Online advertisers attacked by hackers

A hacking scheme designed to use online ads to send out Trojans has affected at least 10,000 Web sites, according to an executive with Finjan Inc.

It appears that a single gang is behind the attacks, since the malicious software it spreads is storing login and password details on one server in Spain, said Yuval Ben-Itzhak, chief technology officer if San Jose, Calif.-based Finjan. The vendor is trying to get the Internet service provider to shut it down, he said.

A Web server of an online advertising company that serves 14 million banner ads to other Web sites has also been hacked, Ben-Itzhak said. That means that the PC of anyone who visits a legitimate site hosting a malicious banner ad could potentially be infected if their computer isn’t patched, he said. “You can imagine the magnitude,” Ben-Itzhak said.

Ben-Itzhak declined to identify the company, but said Finjan contacted it last week about the problem. At least 10,000 other Web sites were serving up malicious code in December, although Finjan stopped counting, Ben-Itzhak said.
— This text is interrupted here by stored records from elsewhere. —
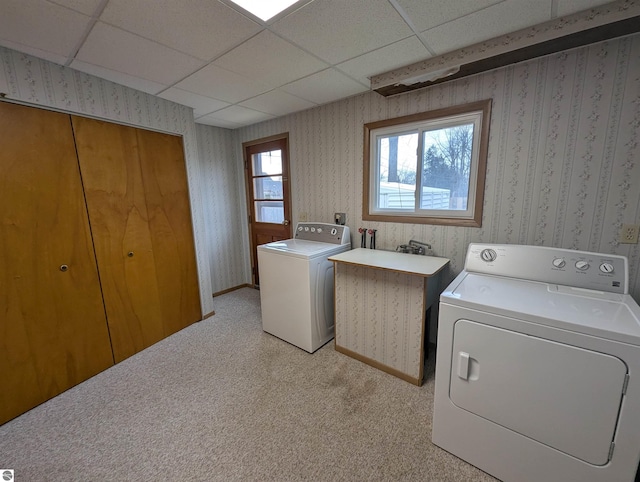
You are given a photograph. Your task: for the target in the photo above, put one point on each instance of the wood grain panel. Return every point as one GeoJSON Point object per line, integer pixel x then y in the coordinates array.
{"type": "Point", "coordinates": [53, 332]}
{"type": "Point", "coordinates": [167, 196]}
{"type": "Point", "coordinates": [115, 194]}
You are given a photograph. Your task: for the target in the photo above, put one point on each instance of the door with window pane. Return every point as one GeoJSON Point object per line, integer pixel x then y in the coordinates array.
{"type": "Point", "coordinates": [267, 175]}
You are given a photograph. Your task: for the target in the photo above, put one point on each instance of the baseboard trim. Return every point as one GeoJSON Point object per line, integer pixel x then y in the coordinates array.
{"type": "Point", "coordinates": [229, 290]}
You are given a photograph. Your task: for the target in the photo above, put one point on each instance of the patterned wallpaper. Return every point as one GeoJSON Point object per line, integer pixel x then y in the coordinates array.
{"type": "Point", "coordinates": [225, 207]}
{"type": "Point", "coordinates": [34, 81]}
{"type": "Point", "coordinates": [564, 154]}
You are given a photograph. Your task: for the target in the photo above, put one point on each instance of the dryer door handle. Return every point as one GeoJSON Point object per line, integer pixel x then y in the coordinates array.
{"type": "Point", "coordinates": [463, 365]}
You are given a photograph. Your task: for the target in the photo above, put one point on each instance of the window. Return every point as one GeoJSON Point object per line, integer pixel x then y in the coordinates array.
{"type": "Point", "coordinates": [427, 168]}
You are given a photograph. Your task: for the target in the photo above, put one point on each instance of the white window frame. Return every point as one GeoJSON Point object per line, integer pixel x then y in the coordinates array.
{"type": "Point", "coordinates": [476, 113]}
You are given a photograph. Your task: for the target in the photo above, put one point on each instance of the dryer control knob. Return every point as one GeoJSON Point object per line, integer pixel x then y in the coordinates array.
{"type": "Point", "coordinates": [606, 268]}
{"type": "Point", "coordinates": [488, 255]}
{"type": "Point", "coordinates": [582, 265]}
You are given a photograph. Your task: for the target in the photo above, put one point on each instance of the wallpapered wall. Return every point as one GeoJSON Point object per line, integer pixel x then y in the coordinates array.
{"type": "Point", "coordinates": [564, 154]}
{"type": "Point", "coordinates": [225, 207]}
{"type": "Point", "coordinates": [41, 83]}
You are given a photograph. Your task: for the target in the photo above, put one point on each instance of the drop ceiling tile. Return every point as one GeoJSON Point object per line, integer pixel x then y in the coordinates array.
{"type": "Point", "coordinates": [425, 15]}
{"type": "Point", "coordinates": [41, 54]}
{"type": "Point", "coordinates": [201, 28]}
{"type": "Point", "coordinates": [143, 85]}
{"type": "Point", "coordinates": [115, 49]}
{"type": "Point", "coordinates": [59, 30]}
{"type": "Point", "coordinates": [201, 105]}
{"type": "Point", "coordinates": [337, 30]}
{"type": "Point", "coordinates": [239, 115]}
{"type": "Point", "coordinates": [213, 121]}
{"type": "Point", "coordinates": [271, 59]}
{"type": "Point", "coordinates": [497, 20]}
{"type": "Point", "coordinates": [277, 103]}
{"type": "Point", "coordinates": [88, 7]}
{"type": "Point", "coordinates": [219, 83]}
{"type": "Point", "coordinates": [326, 86]}
{"type": "Point", "coordinates": [387, 58]}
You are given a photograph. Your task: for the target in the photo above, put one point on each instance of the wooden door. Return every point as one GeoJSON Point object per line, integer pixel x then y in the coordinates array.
{"type": "Point", "coordinates": [108, 155]}
{"type": "Point", "coordinates": [138, 201]}
{"type": "Point", "coordinates": [268, 193]}
{"type": "Point", "coordinates": [167, 198]}
{"type": "Point", "coordinates": [53, 331]}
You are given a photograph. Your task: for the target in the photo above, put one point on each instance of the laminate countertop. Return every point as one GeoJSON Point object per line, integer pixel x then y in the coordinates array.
{"type": "Point", "coordinates": [425, 266]}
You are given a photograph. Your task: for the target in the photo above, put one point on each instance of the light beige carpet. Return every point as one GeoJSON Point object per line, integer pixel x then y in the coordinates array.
{"type": "Point", "coordinates": [224, 401]}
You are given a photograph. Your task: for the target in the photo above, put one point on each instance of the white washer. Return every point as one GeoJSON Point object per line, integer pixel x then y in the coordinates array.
{"type": "Point", "coordinates": [538, 365]}
{"type": "Point", "coordinates": [296, 284]}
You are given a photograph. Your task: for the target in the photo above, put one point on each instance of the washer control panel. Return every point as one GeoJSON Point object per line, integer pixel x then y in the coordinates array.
{"type": "Point", "coordinates": [579, 269]}
{"type": "Point", "coordinates": [323, 233]}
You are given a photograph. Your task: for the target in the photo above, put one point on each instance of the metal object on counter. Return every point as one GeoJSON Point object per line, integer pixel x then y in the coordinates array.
{"type": "Point", "coordinates": [372, 233]}
{"type": "Point", "coordinates": [363, 237]}
{"type": "Point", "coordinates": [414, 247]}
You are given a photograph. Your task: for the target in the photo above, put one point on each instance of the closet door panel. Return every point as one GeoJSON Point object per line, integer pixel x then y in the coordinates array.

The latest problems show that the power of this particular hacking gang appears to be growing since it was identified early last year. At that time, Finjan said it found a number of Web servers that had been hacked in order to serve malicious code to visitors. The attackers used several methods to hide their tracks and infect a maximum number of PCs.

The attack is structured using JavaScript so that the malicious code is only served up once to a PC, which helps avoid repeated tests by security scanning services.

Further, hackers also record the IP (Internet Protocol) addresses of crawlers used by search engines and reputation services, which evaluate the risk in visiting certain Web sites. Those page requests are then served with legitimate content.

The JavaScript that starts the exploit also dynamically changes, which makes it more difficult to detect with security software, Finjan said. Once hacked, a Web server hosting hundreds of Web sites will serve up the attack code.

The code looks for at least 13 software vulnerabilities in order to place a Trojan horse program on the PC.

The hackers also regularly change the vulnerabilities that the attack looks for in order to increase the chances a computer can become infected, Ben-Itzhak said. After the PC is infected, the malware can start collecting data on the machine, such as documents and passwords. Finjan has dubbed the attack “random js Trojan.”

Finjan asserts that antivirus software isn’t as effective since the attack code can change so frequently. The company has a browser plug-in, called SecureBrowsing, that analyzes the content of a Web page as it’s being served, looking for traces of malicious code and then warning users. It also sells an enterprise-level appliance with scanning technology.

Finjan isn’t the only company with that kind of technology. Exploit Prevention Labs, which was recently acquired by security company AVG, also has a product called LinkScanner that analyzes Web page content for malware, and McAfee has a service called SiteAdvisor that ranks the health of a Web site. All three companies offer free versions of their products.